In a statement to us, the Centers for Medicare and Medicaid Services said its operations are fully under an appropriations bill signed into law last year.
“On September 28, 2018, the President signed the 2019 Department of Defense and Labor, Health and Human Services, and Education Appropriations Act (PL 115-245), which fully funds the Centers for Medicare & Medicaid Services (CMS) for Fiscal Year 2019. CMS is continuing to accept Medicare enrollments from the Social Security Administration, and provider claims are being processed as normal,” the CMS statement said. “By statute, Social Security processes Medicare Part A and Part B enrollments, and we refer you to the Social Security Administration on that aspect.”
We did contact the Social Security Administration, and a spokeswoman also said the administration is fully funded for the fiscal year by the same legislation that funds CMS.
“Social Security services and offices will remain fully operational, and Social Security benefits will be paid on time,” SSA spokeswoman Nicole Tiggemann said.
We also checked with the AARP, the nation’s largest advocacy group for older Americans. “We’re not aware of any complaints on our end,” Greg Phillips, an AARP spokesman, told us. He too said both Social Security and Medicare are fully funded for the year “per the passing of the Labor-HHS bill.”
House Majority Leader Steny Hoyer questioned if the IRS will issue tax refunds.
“There is the possibility that people won’t get their refund checks [from their tax return], which is about $140 billion, the average refund $2,500 that people are relying on and that spur our economy,” Hoyer said in a Jan. 9 press conference.
But in a Jan. 7 statement, the IRS “confirmed that it will process tax returns beginning January 28, 2019 and provide refunds to taxpayers as scheduled.”
“Congress directed the payment of all tax refunds through a permanent, indefinite appropriation (31 U.S.C. 1324), and the IRS has consistently been of the view that it has authority to pay refunds despite a lapse in annual appropriations,” the statement said.
In 2011, under President Barack Obama, the Office of Management and Budget argued that the IRS should not issue refunds during a lapse in funding. However, the IRS’ recent statement said the OMB had “reviewed the relevant law at [the Department of] Treasury’s request and concluded that IRS may pay tax refunds during a lapse.”

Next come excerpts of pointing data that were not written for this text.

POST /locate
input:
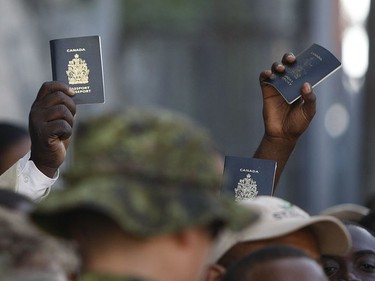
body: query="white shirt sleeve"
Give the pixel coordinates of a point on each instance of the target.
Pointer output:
(25, 178)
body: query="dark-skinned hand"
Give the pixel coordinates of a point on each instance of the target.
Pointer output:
(51, 121)
(284, 123)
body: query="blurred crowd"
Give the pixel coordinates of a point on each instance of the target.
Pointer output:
(141, 200)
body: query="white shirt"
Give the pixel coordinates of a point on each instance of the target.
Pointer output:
(25, 178)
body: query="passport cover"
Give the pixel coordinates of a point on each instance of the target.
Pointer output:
(313, 65)
(78, 62)
(245, 178)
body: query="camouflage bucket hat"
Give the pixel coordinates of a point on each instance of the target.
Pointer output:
(152, 172)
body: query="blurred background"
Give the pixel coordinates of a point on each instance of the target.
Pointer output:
(203, 58)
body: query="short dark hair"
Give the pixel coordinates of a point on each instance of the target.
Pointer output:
(238, 270)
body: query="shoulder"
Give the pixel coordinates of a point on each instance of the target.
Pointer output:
(108, 277)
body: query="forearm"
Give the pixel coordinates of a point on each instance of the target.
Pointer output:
(276, 149)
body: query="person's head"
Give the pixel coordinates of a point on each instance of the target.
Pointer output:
(276, 263)
(143, 178)
(280, 223)
(14, 144)
(358, 263)
(368, 221)
(26, 253)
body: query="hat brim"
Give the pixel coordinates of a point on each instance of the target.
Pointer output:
(140, 209)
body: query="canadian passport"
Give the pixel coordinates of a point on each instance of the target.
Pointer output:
(312, 65)
(78, 62)
(246, 178)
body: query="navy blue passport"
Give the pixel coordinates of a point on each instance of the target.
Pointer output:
(245, 178)
(313, 65)
(78, 62)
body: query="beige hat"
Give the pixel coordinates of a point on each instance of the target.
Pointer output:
(279, 217)
(347, 212)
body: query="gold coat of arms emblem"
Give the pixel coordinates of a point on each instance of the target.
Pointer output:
(78, 72)
(246, 189)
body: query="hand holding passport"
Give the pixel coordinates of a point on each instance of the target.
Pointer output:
(78, 63)
(313, 65)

To make sure refunds go out as planned, the IRS said it was “recalling a significant portion of its workforce, currently furloughed as part of the government shutdown, to work.”
Still, some aren’t as confident the IRS will be able to disburse refunds without issue, especially if the agency can’t get enough employees to work without pay. Kiplinger advised its readers: “File as early as possible. If the IRS falls behind schedule due to the shutdown, you don’t want your return at the back of a potentially massive backlog.”
In his remarks, Hoyer also warned that “flood insurance is at risk.” It’s not.
On Dec. 28, the Federal Emergency Management Agency, which oversees the National Flood Insurance Program, said that it was reversing earlier instructions for private insurance companies not to sell or renew flood insurance policies.
“Today, the Federal Emergency Management Agency (FEMA) announced that it will resume the sale of new insurance policies and the renewal of expiring policies. This rescinds initial guidance issued on December 26, 2018, to industry partners to suspend sales operations as a result of the current lapse in annual appropriations,” a FEMA statement said.